Business Politics

U.S. Chamber of Commerce

U.S. Chamber of Commerce

The United States Chamber of Commerce (USCC) is the world’s largest business federation with a primary duty to advocate for and protect the rights of businesses and free enterprise before Congress, regulatory agencies, the White House, the courts, and governments worldwide. It includes a multitude of associations, thousands of local chambers, and a number of American Chambers of Commerce abroad.

The chamber maintains its headquarters in Washington, D.C. as well as a staff of over 300 policy specialists, lawyers, communicators, and lobbyists. The chamber is also known to spend more money than any other lobbying association on an annual basis. Its staff in Washington is supported by eight regional offices around the U.S, as well as offices in New York and Brussels and groups of grassroots business advocates.

Who They Represent

The United States Chamber of Commerce consists of members from multifarious business sizes and sectors ranging from home-based, sole proprietorship, to large corporations. The majority of its membership is comprised of businesses with less than a hundred employees.

USCC represents three million businesses, nearly 3,000 state and local chambers, 830 business associations and more than 100 American Chambers of Commerce in 91 countries around the globe.


In 1912, seven hundred delegates from different business and trade organizations assembled to create a unified organization of business interest that now carries the name “Unites States Chamber of Commerce.” The idea of a national association actually sprung from a message that President William Howard Taft gave to Congress in 1911 regarding a need for a “central organization in touch with associations and chambers of commerce throughout the country…”

The national chamber played a vital role in convincing the federal government to introduce a national budget and the successful passage of the Federal Reserve Act. The chamber sought to improve labor relations, put pressure on business taxes, boost production, create more jobs, develop new markets, curtail apparent over regulation, and build better cities.

Its headquarters was built on a property that was owned by Daniel Webster, a leading American statesman during pre-Civil War.
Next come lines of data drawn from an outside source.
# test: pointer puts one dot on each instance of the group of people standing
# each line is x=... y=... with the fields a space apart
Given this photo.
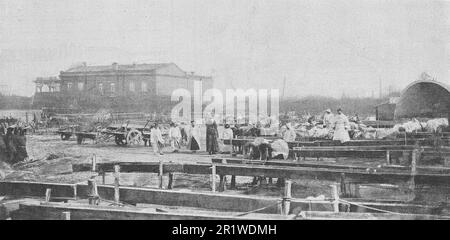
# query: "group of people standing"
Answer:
x=12 y=143
x=190 y=136
x=339 y=123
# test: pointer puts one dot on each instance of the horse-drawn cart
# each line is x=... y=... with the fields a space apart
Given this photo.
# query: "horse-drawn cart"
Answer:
x=127 y=134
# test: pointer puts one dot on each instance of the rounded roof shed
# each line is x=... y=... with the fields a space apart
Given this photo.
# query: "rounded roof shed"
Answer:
x=424 y=98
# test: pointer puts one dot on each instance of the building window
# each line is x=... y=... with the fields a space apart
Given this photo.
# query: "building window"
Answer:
x=100 y=88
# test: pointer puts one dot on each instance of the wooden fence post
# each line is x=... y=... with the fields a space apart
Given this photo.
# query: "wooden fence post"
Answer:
x=169 y=185
x=161 y=173
x=213 y=178
x=48 y=193
x=116 y=184
x=94 y=163
x=65 y=216
x=335 y=195
x=286 y=202
x=93 y=192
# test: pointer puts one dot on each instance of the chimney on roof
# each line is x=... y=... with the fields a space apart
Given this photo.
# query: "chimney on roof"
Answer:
x=115 y=66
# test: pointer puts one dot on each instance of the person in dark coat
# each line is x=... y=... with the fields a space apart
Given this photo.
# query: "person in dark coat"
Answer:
x=212 y=135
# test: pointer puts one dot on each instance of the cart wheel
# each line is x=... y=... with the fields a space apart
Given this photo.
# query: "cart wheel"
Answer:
x=65 y=137
x=134 y=137
x=120 y=140
x=79 y=139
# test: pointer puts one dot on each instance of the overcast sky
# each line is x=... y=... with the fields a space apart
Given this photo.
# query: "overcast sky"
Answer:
x=320 y=47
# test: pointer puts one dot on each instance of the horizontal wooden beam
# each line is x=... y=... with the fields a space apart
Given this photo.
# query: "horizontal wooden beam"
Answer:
x=366 y=216
x=53 y=211
x=384 y=176
x=204 y=200
x=287 y=163
x=37 y=189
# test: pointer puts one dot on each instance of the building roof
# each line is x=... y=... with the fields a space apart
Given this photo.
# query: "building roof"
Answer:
x=47 y=79
x=424 y=98
x=120 y=67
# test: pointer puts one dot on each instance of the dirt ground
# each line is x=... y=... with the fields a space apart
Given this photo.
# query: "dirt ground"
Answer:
x=51 y=158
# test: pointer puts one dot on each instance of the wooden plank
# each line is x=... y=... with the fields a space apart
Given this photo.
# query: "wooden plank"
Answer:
x=53 y=211
x=300 y=172
x=23 y=188
x=366 y=216
x=288 y=163
x=227 y=202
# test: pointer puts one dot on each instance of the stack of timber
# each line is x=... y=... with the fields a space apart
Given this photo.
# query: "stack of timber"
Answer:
x=288 y=172
x=24 y=200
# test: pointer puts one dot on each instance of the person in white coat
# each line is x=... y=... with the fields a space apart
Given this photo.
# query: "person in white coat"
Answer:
x=194 y=137
x=174 y=137
x=341 y=126
x=328 y=119
x=289 y=134
x=156 y=139
x=227 y=135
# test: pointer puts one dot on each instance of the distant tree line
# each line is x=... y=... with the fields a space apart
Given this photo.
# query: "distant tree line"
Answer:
x=318 y=104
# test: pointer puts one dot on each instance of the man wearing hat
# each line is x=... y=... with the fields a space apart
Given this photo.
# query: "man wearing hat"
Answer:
x=328 y=119
x=341 y=126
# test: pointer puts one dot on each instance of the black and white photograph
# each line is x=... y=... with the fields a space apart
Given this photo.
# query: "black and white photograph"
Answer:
x=224 y=110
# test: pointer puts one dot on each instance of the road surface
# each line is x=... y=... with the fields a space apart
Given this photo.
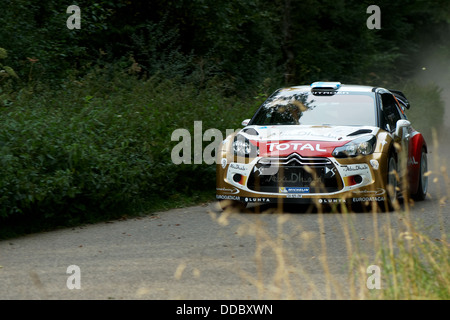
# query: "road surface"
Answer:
x=201 y=253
It was finally completed in 1925 and the establishment was used as a rallying area for the American business community in their advocacy to promote and safeguard free enterprise and individual opportunity.

Major Issues

USCC tackles various issues concerning corporate governance; environment & energy; economy & taxes; health care; immigration; retirement & pension; training & education; government contracting; counterfeiting & piracy; international & trade issues; regulatory reform; transportation; labor & workplace; homeland security & defense issues; education & workforce training; and technology, telecom and E-commerce.

The Chamber currently carries out various agenda such as securing clean and affordable energy; fortifying American capital markets; keeping taxes low; providing American jobs through trade; drawing, educating, and empowering workers; putting a stop to lawsuit abuse and unfair litigation; providing healthcare and retirement security; challenging anti-growth programs of unions; protecting intellectual property; and modernize the nation’s infrastructure. The Chamber also supports offshore oil drilling; health savings accounts; social security reforms; nuclear power, globalization and free trade, immigration reform, and energy source diversity.